Başkan Yıldırım burada yaptığı konuşmada, İslam coğrafyasında yaşanan iç savaş ve saldırıların 4. Dünya Savaşı olduğunu belirterek, Müslümanların yaşadığı topraklarda kan ve gözyaşı döküldüğünü kaydetti.
Yıldırım, Orta Afrika'daki Müslümanların, diri diri yakılarak öldürüldüğüne dikkati çekerek, "Orta Afrika'da Müslümanlar şu an öldürülüyor. Diri diri timsahlara atılıyor, linç ediliyor Fransa'nın gözü önünde ve gayretiyle" diye konuştu.
"İslam dünyasını her zaman zayıf bırakan içimizdeki işbirlikçilerdir. Aklımızı kullansak, nefsimizi yensek, iktidar kavgasını bıraksak, çocuklar böyle öldürülebilir mi?" diyen Yıldırım, şunların kaydetti:
"Türkiye, Orta Afrika'daki olaylara müdahale edemiyor. Somali'ye müdahale edebildi, Arakan'a kısmen müdahale edebildi. Orta Afrika'ya hiç müdahale edemiyor. Niye? Türkiye'de darbe oldu, darbe girişiminde bulunuldu da ondan. Allah katında bunların hepsinin hesabı sorulacak. Orta Afrika'ya ilk giden kuruluşuz. Orada çalışmalar yaptık, rapor yayınladık. Türkiye'ye dedik ki; 'Afrika'da önümüzdeki 10 yılda Hristiyan-Müslüman çatışmasının zemini hazırlanıyor, harekete geçemedi. Niye? Yargının içindeki, emniyetin içindeki paralel güçle uğraşmaktan. Onun için Müslüman akıllı olacak. Burada yapılan her şey gücümüzü zayıflatıyor. Birbirimize düşersek, gücümüz zayıflar, dağılırız, elimizdeki imkanlar da gider."
"Suriye'de Şii ve Sünni dünyası kaybetti"
Yıldırım, Suriye'de büyük bir katliamın yaşandığını vurgulayarak, "Suriye'de Şii ve Sünni dünyası kaybetmiştir. İkisi de Allah katında bunun hesabını verecek.
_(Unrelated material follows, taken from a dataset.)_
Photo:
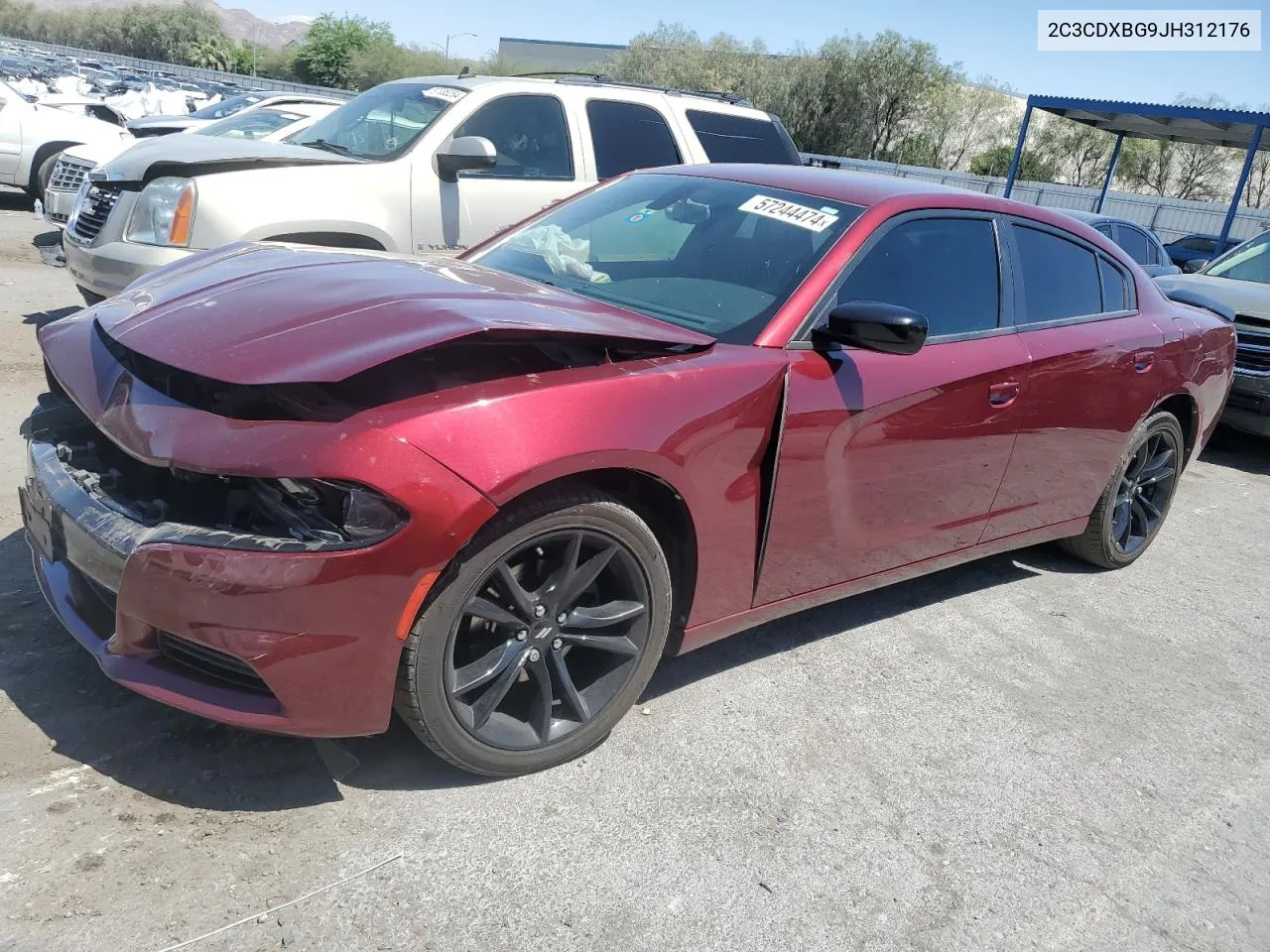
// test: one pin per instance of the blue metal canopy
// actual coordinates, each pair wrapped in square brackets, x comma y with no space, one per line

Kadın ve çocuklar öldürülürken ideolojik ve siyasi bakanlar, oradaki kadınların ahından dolayı ahirette yakaları kan içinde olacak. Şu gördüğünüz işkenceyi bir Amerikalı yapmış olsaydı, hepimiz meydanları doldururduk. Demek ki İslam dünyasında bir riyakarlık var, iki yüzlülük var" şeklinde konuştu.
Mavi Marmara davaları
Mavi Marmara davalarına ilişkin bir soru üzerine Yıldırım, ilk günden itibaren söylediklerinden geri adım atmayacaklarını dile getirdi.
Yıldırım, İsrail'in önce Gazze'deki ablukayı kaldırması gerektiğine işaret etti;
"Biz güçlüyüz, haklıyız. İsrail'in bütün kirli yüzü ortaya çıktı. Bütün dünyada o, zayıf duruma doğru geçiyor. Bunun en büyük sebeplerinden biri, açılan davalardır. İsrail, heyecanla diyor ki, 'ben özür diledim, 25-30 milyon veriyorum, siz bütün bu davalardan vazgeçeceksiniz..' Ben Başbakan'ın bu davalardan vazgeçeceğine inanmıyorum. Çünkü kendisinin bir ifadesi var; 'katilleri affetme yetkisi bizde değil. O, katledilenlerin yakınlarının hakkıdır. Şehit ailelerinden izin almadan, bu anlaşma yapılamaz.' İsrail'in istediği; bu davalardan vazgeçmemizdir. Biz davalardan vazgeçmeyeceğiz."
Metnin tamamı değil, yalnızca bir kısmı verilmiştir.